Let’s analyze each statement:
When s=0, all coefficients are forced to be zero, which means the model is too simple and does not capture the underlying relationship between the predictors and the response variable well. Therefore, the training RSS will be high.
As s increases, the model becomes more flexible, allowing it to better fit the training data, which decreases the training RSS. However, increasing s too much can lead to overfitting, causing the training RSS to start increasing again.
So, the correct answer is (ii) Decrease initially, and then eventually start increasing in a U shape.
Similarly to the training RSS, the test RSS will initially decrease as s increases because the model becomes better at capturing the underlying relationship between the predictors and the response variable. However, after a certain point, increasing s too much will lead to overfitting, causing the test RSS to increase again.
So, the correct answer is also (ii) Decrease initially, and then eventually start increasing in a U shape.
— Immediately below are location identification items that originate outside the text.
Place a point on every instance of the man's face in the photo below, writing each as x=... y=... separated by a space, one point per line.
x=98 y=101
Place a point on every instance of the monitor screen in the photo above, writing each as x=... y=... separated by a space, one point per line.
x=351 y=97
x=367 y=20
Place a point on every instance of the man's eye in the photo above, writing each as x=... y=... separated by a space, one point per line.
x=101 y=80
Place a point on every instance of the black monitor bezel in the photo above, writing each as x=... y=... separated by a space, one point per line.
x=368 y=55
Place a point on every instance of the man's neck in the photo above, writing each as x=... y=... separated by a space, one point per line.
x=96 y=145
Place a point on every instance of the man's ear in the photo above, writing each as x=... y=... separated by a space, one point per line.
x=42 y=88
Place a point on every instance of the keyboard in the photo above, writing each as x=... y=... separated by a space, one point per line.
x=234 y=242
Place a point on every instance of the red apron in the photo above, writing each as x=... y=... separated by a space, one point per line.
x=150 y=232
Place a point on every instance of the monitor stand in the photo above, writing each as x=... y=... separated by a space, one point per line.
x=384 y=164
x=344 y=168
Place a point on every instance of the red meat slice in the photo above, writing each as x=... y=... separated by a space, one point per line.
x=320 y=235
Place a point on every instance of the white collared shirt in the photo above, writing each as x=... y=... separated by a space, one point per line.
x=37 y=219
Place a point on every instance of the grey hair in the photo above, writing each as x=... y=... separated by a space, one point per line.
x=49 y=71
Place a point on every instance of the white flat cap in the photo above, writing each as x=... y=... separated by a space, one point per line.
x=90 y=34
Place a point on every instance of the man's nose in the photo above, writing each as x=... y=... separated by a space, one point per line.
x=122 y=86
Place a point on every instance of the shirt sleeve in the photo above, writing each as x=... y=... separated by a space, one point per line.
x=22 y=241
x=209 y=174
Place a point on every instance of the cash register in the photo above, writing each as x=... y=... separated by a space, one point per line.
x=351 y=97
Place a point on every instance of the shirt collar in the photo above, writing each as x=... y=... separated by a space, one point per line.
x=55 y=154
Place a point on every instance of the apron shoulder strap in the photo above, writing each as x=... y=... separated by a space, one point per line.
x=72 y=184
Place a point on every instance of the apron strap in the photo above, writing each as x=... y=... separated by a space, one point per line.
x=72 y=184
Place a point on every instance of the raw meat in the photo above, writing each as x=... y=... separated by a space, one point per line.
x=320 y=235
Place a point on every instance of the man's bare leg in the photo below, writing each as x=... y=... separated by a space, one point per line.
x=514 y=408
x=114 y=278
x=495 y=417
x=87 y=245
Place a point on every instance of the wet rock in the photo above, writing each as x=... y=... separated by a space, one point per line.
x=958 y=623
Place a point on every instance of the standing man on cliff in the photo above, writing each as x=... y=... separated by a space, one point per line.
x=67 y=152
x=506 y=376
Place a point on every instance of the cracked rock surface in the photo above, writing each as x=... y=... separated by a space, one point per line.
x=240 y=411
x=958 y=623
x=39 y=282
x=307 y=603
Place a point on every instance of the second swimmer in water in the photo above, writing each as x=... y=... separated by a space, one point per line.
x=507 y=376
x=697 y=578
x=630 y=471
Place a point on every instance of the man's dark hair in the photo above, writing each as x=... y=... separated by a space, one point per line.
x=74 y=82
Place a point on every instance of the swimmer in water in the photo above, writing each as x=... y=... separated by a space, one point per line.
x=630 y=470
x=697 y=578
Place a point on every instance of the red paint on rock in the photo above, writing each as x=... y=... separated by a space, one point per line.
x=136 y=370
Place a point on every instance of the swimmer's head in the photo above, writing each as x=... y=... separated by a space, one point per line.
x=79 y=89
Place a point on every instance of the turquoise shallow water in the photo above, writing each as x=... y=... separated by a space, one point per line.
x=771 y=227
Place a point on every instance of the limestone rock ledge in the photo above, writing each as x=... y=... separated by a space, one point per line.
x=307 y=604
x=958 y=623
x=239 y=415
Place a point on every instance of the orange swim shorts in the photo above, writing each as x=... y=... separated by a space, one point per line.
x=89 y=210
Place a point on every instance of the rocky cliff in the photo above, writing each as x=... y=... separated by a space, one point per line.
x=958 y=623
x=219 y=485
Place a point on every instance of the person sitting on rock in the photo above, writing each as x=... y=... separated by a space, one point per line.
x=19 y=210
As s increases, the model becomes more flexible, which generally leads to higher variance because the model becomes more sensitive to the fluctuations in the training data. Therefore, the variance will increase as s increases.
So, the correct answer is (iii) Steadily increase.
As s increases, the model becomes more flexible and can better capture the underlying relationship between the predictors and the response variable. This typically leads to a decrease in bias because the model can better fit the training data.
So, the correct answer is (iv) Steadily decrease.
The irreducible error represents the inherent noise in the data that cannot be reduced by any model. It is unrelated to the choice of s in this context. Therefore, the irreducible error will remain constant regardless of the value of s.
So, the correct answer is (v) Remain constant.